2.1.7. Cara Pencegahan HIV/AIDS (Depkes RI, 2003 ; 2007) 1. Cara mencegah penularan HIV/AIDS lewat hubungan seks

a. Abstinensia (tidak melakukan hubungan seks).

b. Melakukan prinsip monogami, yaitu tidak berganti pasangan dan saling setia kepada pasangannya.

c. Untuk yang melakukan hubungan seksual yang mengandung risiko dianjurkan menggunakan kondom

2. Cara mencegah penularan HIV/AIDS melalui bermacam alat yang tercemar darah HIV

a. Semua alat yang menembus kulit dan darah (jarum suntik, jarum tato, pisau cukur) harus disterilisasi.

b. Jangan memakai jarum suntik atau alat yang menembus kulit bergantian dengan orang lain

3. Cara mencegah penularan HIV/AIDS lewat transfusi darah adalah dengan melakukan skrining terhadap semua darah yang akan ditransfusikan.

4. Pencegahan penularan dari ibu yang terinfeksi HIV kepada janinnya.

2.1.8. Testing HIV

Prinsip testing HIV adalah sukarela dan terjaga kerahasiaannya.

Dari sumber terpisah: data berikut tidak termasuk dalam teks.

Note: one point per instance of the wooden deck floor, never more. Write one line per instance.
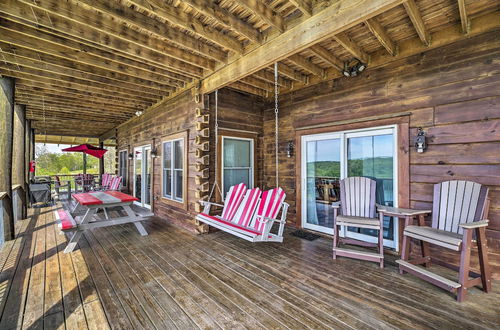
(172, 279)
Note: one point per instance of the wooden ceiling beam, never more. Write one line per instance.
(88, 25)
(179, 18)
(381, 34)
(331, 21)
(349, 45)
(307, 65)
(327, 56)
(40, 41)
(304, 6)
(418, 23)
(90, 77)
(464, 19)
(230, 21)
(160, 31)
(249, 89)
(63, 90)
(259, 9)
(45, 77)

Testing dimaksud untuk menegakkan diagnosis. Terdapat serangkaian testing yang berbeda-beda karena perberbeda-bedaan prinsip metode yang digunakan. Testing yang digunakan adalah testing serologis untuk mendeteksi antibodi HIV dalam serum atau plasma.

Spesimen adalah darah klien yang diambil secara intravena, plasma atau serumnya. Pada saat ini belum digunakan spesimen lain seperti saliva, urin, dan spot darah kering. Penggunaan metode testing cepat (rapid testing) memungkinkan klien mendapatkan hasil testing pada hari yang sama. Tujuan testing HIV ada 4 yaitu untuk membantu menegakkan diagnosis, pengamanan darah donor (skrining), untuk surveilens, dan untuk penelitian. Hasil testing yang disampaikan kepada klien adalah benar milik klien. Petugas laboratorium harus menjaga mutu dan konfidensialitas. Hindari terjadinya kesalahan, baik teknis maupun manusia dan administratif. Petugas laboratorium (perawat) mengambil darah setelah klien menjalani konseling pra testing (Depkes RI, 2006).

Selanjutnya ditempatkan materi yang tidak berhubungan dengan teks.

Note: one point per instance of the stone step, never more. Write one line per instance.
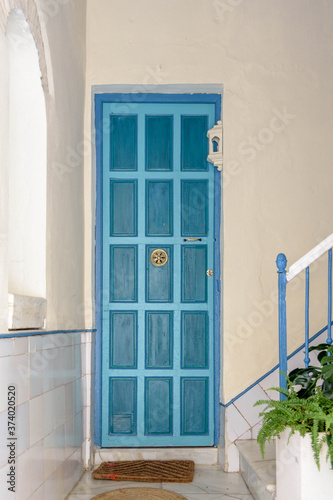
(258, 473)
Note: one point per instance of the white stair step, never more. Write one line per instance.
(258, 473)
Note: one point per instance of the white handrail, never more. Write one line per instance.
(309, 258)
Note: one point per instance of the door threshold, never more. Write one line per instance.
(200, 456)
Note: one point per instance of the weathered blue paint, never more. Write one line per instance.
(123, 339)
(159, 139)
(281, 263)
(195, 339)
(194, 283)
(159, 210)
(194, 207)
(123, 213)
(215, 281)
(329, 309)
(194, 398)
(159, 339)
(194, 143)
(123, 142)
(123, 273)
(123, 398)
(307, 289)
(158, 406)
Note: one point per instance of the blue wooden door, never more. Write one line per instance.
(157, 249)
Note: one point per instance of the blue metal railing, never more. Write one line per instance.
(284, 278)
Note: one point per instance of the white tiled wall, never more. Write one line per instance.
(52, 375)
(240, 420)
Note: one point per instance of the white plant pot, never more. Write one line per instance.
(297, 475)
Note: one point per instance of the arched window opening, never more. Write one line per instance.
(27, 163)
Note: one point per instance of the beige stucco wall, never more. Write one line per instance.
(274, 60)
(58, 27)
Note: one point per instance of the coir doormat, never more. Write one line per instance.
(154, 471)
(139, 494)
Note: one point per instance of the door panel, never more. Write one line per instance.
(158, 242)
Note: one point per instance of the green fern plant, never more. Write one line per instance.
(304, 415)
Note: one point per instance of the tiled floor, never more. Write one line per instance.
(209, 483)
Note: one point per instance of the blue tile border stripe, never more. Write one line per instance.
(28, 333)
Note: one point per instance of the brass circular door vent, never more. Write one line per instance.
(159, 257)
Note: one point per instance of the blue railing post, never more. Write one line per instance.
(281, 262)
(329, 309)
(307, 290)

2.1.9. Penanggulangan HIV/AIDS

Sampai saat ini belum ditemukan obat yang mampu membunuh HIV maupun vaksin untuk mencegah penularan. Obat-obatan yang ada dan digunakan saat ini lebih upaya melemahkan daya progresivitas virus, memperlambat perkembangbiakan virus, memperkuat daya tahan tubuh dengan meningkatkan antibodi yang akan meningkatkan kualitas hidup ODHA. Terapi yang dikenal sebagai terapi Anti Retro Viral (ARV) seperti Nevirapine, Efavirens, Tenovir dan lain-lain dapat diperoleh di rumah sakit tertentu dan terbukti sangat menolong ODHA (Dep.Kes.RI, 2003).

Penanggulangan HIV/AIDS yang perlu diprioritaskan adalah upaya pencegahan melalui komunikasi, informasi dan edukasi (KIE). Pendidikan kesehatan

reproduksi, program pendidik sebaya (peer educator) merupakan komponen penting dalam KIE disamping upaya lainnya seperti penanggulangan NAPZA, konseling, pendamping dan perawatan ODHA.